In 2020, global retail e-commerce sales are expected to grow to $4.88 trillion, more than double 2017 figures. The Amazon effect is at the heart of this e-commerce boom: consumers are empowered to demand what they want and when.
These demands aren’t what they used to be, catching retailers and service providers ill-equipped to keep up. With shrinking store footprints and faster product turns, warehouse operators have been shifting to accommodate more SKUs and lower order quantities, while struggling to staff for growing demand and supporting service level goals. This new fulfillment landscape is forcing the hands of supply chain executives, leaving them no option but to automate or fold.
Warehouse operators traditionally turn to large-scale automation solutions to handle these challenges.
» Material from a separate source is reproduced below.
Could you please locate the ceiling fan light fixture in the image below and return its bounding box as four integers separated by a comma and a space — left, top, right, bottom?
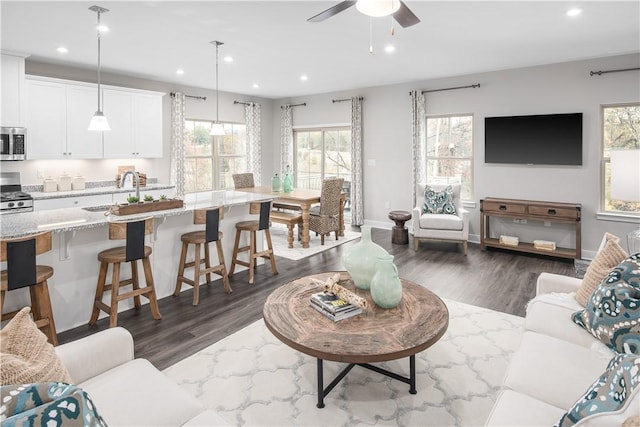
356, 0, 400, 18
They buy multi-million dollar conveyor, shuttle and automatic storage and retrieval systems that take up to a year to implement and nearly six years to see return on investment.
The only problem? Suppliers without the regular-season volume or space to justify the cost and size of such systems are left out. These smaller operations can’t justify the bolted-down, caged-off systems, which add complexity and cost to warehouse layouts and budgets.
A new way to automate
Most logistics leaders agree that warehouse automation is a must to remain relevant in today's economy. And now, there’s automation that provides the flexibility of manual cart picking with the performance of traditional automation. Collaborative mobile warehouse robots have emerged as the leading solution to help fill the gap for fulfillment providers, with the likes of XPO Logistics and others already using robots to fulfill orders.
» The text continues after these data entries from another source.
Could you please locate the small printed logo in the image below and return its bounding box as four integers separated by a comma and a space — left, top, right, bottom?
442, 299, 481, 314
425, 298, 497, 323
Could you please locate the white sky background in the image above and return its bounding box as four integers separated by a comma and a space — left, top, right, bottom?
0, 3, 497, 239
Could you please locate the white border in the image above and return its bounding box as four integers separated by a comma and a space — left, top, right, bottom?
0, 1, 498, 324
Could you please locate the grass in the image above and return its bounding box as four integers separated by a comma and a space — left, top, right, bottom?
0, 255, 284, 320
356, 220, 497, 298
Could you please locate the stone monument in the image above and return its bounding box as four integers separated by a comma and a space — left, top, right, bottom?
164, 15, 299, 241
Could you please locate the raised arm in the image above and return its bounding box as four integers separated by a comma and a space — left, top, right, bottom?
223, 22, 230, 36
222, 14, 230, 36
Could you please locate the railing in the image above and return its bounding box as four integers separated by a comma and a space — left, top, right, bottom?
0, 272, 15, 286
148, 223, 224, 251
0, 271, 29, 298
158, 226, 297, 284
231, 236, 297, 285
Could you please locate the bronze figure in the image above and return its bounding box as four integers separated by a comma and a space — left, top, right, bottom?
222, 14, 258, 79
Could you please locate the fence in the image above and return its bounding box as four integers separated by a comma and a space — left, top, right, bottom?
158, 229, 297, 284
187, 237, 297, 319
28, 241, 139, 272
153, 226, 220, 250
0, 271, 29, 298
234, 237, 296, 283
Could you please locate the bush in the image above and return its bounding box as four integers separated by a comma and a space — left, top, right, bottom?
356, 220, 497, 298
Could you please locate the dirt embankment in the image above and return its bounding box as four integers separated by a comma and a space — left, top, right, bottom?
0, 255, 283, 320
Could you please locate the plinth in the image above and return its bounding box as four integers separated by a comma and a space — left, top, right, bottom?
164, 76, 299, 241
What are collaborative mobile warehouse robots?
To understand what collaborative mobile warehouse robots are, operators need to understand the different types of warehouse robots on the market. Bob Trebilcock, editor of Modern Materials Handling, coined methodologies of leading warehouse robot solutions in a 2018 piece:
- “Lead me” approach: The robot is integrated into the site’s Warehouse Management System. It leads the picker by displaying the item and quantity of the pick at each location.
- “Follow me” approach: The robot, an automated cart, acts like a tugger pulling other carts behind it. It follows a picker who controls the bot with a device.
- “Swarm me” approach: The robot, integrated with the Warehouse Management System, waits for nearby pickers to interact with it.
- “Holy Grail” approach: The robot has piece-picking capabilities and travels autonomously to a pick location and does the picking. This approach does not involve humans.